Lindstrom v. Jones

Annotate this Case

603 So. 2d 960 (1992)

Robert E. LINDSTROM, Jr., d/b/a R.E. Lindstrom Construction Company v. Billy JONES.


Supreme Court of Alabama.

August 7, 1992.

James P. Hess of Burwell, Hess, McMurtrie & Johnson, P.C., Huntsville, for appellant.

E. Ray McKee, Jr., Huntsville, for appellee.

INGRAM, Justice.

On December 14, 1990, the trial court entered a judgment on an arbitration award between Robert E. Lindstrom and Billy Jones. On January 2, 1991, Jones filed a Rule 59(e), A.R.Civ.P., motion to alter, amend, or vacate the judgment. The trial court denied the motion on January 3, 1991.

On October 2, 1991, Jones filed what he claimed was a Rule 60(b)(6) motion with the trial court for relief from the December 14, 1990, judgment, alleging only a lack of notice of the January 3, 1991, ruling. The trial court granted the motion and set aside the December 14, 1990, judgment. The trial court then entered a "final judgment" on December 18, 1991, in favor of Jones. Lindstrom now appeals, contending that the December 18, 1991, judgment is void.

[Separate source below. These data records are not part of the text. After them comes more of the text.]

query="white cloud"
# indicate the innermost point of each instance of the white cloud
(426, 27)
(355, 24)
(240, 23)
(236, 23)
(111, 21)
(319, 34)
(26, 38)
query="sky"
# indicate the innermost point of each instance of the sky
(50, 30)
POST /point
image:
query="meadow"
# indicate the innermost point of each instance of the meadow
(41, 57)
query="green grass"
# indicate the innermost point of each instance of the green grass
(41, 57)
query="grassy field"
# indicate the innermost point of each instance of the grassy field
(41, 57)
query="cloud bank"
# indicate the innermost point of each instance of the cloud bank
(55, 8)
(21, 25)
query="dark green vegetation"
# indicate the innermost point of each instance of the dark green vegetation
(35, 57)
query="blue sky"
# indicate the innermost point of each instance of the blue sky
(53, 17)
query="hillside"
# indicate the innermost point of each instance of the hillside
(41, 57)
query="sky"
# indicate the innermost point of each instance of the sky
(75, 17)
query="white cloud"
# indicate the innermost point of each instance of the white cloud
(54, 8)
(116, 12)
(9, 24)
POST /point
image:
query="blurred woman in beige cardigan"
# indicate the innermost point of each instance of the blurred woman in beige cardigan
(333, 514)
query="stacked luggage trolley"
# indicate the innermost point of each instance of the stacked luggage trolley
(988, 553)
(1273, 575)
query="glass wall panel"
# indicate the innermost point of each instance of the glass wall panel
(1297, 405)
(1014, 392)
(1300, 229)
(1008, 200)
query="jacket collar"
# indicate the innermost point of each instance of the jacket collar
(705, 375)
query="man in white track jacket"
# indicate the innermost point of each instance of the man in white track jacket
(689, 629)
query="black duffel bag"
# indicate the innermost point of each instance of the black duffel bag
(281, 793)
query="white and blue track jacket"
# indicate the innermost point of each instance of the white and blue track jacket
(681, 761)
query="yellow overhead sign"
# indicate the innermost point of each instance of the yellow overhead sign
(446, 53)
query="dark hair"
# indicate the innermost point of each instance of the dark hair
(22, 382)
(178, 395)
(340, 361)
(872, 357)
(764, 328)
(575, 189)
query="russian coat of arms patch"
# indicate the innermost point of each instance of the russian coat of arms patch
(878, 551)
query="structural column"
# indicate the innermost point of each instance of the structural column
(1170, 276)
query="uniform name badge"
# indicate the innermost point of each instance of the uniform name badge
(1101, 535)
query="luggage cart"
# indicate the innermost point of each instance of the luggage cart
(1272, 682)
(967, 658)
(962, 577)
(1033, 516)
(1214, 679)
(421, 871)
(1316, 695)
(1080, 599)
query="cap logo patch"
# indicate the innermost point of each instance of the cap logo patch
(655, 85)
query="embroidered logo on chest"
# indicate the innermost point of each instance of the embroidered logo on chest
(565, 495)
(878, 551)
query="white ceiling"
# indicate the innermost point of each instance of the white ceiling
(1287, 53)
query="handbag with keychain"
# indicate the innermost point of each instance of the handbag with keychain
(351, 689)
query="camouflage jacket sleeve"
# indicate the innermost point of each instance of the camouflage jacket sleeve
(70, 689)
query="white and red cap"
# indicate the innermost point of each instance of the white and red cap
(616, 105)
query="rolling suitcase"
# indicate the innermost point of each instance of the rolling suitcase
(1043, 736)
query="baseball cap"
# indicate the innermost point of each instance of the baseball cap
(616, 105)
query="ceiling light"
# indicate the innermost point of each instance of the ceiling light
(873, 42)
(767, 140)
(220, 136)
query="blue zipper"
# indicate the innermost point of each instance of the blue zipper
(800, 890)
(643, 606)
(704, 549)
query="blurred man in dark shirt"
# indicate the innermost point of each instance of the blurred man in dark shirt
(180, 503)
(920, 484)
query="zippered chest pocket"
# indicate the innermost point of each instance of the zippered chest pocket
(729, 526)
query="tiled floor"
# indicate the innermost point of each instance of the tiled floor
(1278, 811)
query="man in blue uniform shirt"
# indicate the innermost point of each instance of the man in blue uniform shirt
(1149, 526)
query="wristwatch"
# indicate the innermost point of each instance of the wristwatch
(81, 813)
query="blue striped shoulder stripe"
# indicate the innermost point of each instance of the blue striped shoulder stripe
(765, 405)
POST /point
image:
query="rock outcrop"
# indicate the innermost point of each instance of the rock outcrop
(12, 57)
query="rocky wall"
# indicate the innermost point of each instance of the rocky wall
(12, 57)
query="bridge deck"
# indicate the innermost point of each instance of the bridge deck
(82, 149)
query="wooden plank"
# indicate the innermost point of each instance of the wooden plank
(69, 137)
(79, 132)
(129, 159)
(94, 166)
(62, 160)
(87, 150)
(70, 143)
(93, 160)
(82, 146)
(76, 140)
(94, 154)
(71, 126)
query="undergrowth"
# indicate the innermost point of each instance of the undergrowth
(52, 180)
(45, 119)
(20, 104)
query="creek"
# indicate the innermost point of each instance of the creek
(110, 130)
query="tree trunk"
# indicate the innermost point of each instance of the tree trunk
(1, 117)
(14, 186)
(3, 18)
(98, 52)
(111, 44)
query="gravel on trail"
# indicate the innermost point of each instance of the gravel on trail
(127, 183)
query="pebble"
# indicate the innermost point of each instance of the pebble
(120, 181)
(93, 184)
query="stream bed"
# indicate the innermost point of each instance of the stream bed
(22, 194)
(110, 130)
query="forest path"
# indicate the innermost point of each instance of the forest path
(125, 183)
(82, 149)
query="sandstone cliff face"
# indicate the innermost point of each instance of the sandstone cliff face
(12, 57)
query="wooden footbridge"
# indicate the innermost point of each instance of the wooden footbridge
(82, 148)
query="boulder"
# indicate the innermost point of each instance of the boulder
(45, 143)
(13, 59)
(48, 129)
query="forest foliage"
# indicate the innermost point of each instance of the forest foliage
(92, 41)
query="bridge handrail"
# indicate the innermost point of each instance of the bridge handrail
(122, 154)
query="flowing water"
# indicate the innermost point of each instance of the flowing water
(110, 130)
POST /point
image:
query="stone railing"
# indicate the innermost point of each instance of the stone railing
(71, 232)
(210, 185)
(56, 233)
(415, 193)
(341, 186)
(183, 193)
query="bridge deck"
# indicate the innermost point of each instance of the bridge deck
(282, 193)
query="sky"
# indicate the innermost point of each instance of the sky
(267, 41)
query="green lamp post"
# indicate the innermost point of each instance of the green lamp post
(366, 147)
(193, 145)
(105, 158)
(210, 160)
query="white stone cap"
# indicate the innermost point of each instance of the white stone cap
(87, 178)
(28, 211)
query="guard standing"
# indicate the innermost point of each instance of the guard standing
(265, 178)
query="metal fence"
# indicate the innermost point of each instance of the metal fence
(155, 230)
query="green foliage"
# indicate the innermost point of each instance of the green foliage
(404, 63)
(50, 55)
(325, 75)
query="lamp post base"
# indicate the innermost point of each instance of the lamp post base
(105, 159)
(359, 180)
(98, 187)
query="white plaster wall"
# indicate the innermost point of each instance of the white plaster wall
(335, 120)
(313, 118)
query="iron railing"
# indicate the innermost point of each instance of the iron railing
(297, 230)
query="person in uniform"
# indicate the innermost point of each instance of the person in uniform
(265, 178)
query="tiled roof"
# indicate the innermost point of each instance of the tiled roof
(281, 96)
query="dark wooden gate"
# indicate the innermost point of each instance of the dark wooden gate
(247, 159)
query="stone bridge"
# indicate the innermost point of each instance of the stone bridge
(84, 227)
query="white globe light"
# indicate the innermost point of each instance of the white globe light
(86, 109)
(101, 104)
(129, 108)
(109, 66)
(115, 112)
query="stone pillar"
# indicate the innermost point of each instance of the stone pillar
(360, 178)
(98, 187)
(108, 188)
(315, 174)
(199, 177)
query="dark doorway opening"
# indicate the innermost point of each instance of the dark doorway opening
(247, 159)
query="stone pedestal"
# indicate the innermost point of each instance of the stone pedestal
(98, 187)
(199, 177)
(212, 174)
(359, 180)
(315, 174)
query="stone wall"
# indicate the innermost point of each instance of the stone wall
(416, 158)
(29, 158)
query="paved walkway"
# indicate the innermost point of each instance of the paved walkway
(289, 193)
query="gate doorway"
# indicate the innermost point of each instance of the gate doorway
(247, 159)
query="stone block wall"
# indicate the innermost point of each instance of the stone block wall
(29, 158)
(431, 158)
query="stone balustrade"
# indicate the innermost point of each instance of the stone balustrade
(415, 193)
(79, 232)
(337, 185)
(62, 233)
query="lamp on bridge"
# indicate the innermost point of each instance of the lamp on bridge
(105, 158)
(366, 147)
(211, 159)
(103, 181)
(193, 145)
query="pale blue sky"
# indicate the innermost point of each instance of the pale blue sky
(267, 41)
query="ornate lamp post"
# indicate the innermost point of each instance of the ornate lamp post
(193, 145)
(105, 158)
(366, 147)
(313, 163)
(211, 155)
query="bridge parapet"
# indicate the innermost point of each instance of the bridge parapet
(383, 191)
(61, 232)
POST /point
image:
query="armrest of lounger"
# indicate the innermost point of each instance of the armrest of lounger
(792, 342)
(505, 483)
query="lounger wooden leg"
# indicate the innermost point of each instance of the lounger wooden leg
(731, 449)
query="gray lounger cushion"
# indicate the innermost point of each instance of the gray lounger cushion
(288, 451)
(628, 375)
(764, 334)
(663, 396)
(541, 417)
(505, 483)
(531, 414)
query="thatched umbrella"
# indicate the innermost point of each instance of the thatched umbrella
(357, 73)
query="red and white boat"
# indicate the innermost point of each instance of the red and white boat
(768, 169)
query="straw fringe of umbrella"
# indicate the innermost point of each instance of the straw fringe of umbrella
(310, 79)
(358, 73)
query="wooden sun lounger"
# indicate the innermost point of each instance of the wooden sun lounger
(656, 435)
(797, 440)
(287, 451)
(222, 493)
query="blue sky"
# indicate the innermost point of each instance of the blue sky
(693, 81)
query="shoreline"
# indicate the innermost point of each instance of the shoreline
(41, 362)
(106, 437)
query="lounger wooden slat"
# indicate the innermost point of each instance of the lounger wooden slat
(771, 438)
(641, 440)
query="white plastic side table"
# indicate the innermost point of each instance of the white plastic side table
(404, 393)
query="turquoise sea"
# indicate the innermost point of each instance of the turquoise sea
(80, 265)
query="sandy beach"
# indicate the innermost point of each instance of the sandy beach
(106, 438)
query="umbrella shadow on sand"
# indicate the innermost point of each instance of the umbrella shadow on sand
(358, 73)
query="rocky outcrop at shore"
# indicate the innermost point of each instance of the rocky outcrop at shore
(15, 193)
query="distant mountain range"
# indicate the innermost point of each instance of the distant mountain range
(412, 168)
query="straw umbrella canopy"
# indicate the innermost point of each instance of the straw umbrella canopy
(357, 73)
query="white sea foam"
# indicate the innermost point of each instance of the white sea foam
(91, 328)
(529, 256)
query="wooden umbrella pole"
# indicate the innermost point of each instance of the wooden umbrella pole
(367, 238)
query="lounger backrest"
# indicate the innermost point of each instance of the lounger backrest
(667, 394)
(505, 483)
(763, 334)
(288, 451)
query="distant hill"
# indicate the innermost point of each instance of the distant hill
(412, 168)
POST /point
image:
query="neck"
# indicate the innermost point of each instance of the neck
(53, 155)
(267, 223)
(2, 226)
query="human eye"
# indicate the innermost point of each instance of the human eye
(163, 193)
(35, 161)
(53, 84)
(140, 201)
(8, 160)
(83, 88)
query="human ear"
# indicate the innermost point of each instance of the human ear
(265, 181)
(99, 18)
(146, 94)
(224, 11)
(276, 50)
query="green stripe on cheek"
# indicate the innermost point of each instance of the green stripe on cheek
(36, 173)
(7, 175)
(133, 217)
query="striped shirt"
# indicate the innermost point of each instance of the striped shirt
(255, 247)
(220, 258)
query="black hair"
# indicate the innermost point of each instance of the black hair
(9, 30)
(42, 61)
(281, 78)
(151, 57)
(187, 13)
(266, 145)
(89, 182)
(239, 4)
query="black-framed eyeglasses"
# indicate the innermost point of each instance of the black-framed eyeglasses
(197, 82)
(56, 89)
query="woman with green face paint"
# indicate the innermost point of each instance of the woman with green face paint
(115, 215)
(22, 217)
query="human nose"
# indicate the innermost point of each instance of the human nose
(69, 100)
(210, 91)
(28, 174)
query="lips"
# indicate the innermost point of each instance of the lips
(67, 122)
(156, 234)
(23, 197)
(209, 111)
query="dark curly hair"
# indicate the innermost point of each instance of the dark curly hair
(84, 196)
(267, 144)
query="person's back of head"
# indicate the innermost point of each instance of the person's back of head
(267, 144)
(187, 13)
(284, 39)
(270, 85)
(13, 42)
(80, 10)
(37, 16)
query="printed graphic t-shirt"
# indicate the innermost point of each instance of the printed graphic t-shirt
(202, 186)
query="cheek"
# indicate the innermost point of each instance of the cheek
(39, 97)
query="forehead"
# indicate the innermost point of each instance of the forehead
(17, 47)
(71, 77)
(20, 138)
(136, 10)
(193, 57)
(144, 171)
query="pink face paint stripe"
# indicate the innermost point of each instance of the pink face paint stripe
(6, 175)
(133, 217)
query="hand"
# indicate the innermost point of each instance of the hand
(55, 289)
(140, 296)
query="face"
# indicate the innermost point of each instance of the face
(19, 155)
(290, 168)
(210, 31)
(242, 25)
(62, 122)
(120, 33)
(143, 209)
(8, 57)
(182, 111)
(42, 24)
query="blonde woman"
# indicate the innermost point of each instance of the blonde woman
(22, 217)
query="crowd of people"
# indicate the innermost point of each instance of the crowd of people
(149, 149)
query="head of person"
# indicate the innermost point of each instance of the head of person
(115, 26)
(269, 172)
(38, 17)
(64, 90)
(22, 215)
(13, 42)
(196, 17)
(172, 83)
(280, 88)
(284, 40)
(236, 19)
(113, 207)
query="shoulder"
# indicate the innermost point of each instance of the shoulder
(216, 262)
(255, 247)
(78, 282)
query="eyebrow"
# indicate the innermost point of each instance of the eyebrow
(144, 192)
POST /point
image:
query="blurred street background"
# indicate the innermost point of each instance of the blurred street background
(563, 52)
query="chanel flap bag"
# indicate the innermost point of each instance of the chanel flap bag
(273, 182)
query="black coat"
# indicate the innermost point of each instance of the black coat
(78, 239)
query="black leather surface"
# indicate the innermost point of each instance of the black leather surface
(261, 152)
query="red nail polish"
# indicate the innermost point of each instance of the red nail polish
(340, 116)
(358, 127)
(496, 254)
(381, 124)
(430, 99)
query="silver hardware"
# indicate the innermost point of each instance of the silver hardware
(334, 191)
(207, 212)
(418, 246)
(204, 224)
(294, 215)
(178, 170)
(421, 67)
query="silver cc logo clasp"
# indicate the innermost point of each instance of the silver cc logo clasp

Although Jones styled his motion before the trial court as a Rule 60(b)(6) motion, we hold that Rule 77(d), A.R.Civ.P, controls this case. See Corretti v. Pete Wilson Roofing Co., 507 So. 2d 408 (Ala. 1986). Rule 77(d) provides in pertinent part:

"Lack of notice of the entry [of an order or judgment] by the clerk does not affect the time to appeal or relieve or authorize the court to relieve a party for failure to appeal within the time allowed, except that upon a showing of excusable neglect based on a failure of the party to learn of the entry of the judgment or order the circuit court in any action may extend the time for appeal not exceeding 30 days from the expiration of the original *961 time now provided for appeals in civil actions."

Rule 77(d) provides the exclusive remedy in situations where a party claims lack of notice, and Rule 60(b) cannot be substituted as a method to extend the time within which to appeal. Corretti.

As noted above, Rule 77(d) controls this case and prevents Jones's alleged lack of notice from being a ground for a Rule 60(b) motion. Corretti. Because it was filed more than 72 days (42 days for appeal, plus 30 days as allowed by Rule 77(d)) after the trial court's denial of the Rule 59(e) motion on January 3, 1991, the trial court had no jurisdiction to rule on the motion. Therefore, the December 18, 1991, judgment is void. Further, the present notice of appeal was not timely filed from the January 3, 1991, final judgment, and this appeal is due to be dismissed.


HORNSBY, C.J., and ALMON, ADAMS and STEAGALL, JJ., concur.